HOOFDSTUK 3. Criteria voor het verlagen van de norm of toeslag

Artikel 4. Verlaging gehuwden
  • 1. De verlaging bedoeld in artikel 31 van de WIJ bedraagt 10% van de gehuwdennorm voor gehuwden die met één of meer anderen hun hoofdverblijf in dezelfde woning hebben en die daarom de noodzakelijke kosten van het bestaan kunnen delen.

  • 2. Het derde lid van artikel 3 van deze verordening is van overeenkomstige toepassing.

Artikel 5. Verlaging woonsituatie
  • 1. De verlaging bedoeld in artikel 32 van de WIJ bedraagt 20% van de gehuwdennorm indien een woning wordt bewoond waaraan voor de jongere geen woonkosten, als bedoeld in artikel 1 van deze verordening onderdeel e, zijn verbonden.

  • 2. De verlaging als bedoeld in het eerste lid wordt bij voorrang toegepast op de toeslag als bedoeld in artikel 3 van deze verordening.
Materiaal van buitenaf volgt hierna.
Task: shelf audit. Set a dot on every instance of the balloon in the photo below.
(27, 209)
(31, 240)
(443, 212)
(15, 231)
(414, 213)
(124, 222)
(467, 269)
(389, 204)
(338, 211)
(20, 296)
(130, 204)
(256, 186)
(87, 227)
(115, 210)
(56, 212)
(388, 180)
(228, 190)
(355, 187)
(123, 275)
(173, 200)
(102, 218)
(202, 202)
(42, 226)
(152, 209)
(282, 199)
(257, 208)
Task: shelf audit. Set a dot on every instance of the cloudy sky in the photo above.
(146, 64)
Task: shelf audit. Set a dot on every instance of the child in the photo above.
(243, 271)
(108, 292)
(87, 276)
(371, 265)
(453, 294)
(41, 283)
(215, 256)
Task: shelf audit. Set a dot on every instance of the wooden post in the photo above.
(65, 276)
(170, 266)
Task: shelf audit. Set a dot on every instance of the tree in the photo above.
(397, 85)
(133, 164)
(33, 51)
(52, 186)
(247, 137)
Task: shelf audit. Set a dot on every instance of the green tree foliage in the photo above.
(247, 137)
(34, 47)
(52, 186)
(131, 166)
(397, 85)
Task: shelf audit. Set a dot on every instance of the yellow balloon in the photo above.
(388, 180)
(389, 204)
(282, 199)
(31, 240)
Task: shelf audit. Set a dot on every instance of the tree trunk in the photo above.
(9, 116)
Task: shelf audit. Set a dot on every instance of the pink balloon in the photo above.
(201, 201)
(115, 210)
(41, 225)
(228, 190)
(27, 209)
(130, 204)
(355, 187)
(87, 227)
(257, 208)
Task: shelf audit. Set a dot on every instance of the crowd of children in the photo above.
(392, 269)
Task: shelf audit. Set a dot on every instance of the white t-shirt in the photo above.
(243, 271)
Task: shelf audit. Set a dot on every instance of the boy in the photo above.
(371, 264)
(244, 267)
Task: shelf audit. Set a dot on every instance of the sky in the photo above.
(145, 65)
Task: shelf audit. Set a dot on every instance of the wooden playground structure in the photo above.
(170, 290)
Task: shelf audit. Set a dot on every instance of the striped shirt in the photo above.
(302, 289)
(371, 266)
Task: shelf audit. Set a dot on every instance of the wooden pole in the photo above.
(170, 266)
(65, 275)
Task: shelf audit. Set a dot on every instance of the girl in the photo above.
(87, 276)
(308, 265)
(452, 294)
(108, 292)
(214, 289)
Artikel 6. Verlaging schoolverlaters

De verlaging bedoeld in artikel 33 van de WIJ bedraagt 20% van de gehuwdennorm.

Artikel 7. Verlaging toeslag alleenstaanden van 21 en 22 jaar
  • 1. De verlaging bedoeld in artikel 34 van de WIJ bedraagt:

    • a.

      20% van de gehuwdennorm indien het een jongere van 21 jaar betreft;

    • b.

      10% van de gehuwdennorm indien het een jongere van 22 jaar betreft.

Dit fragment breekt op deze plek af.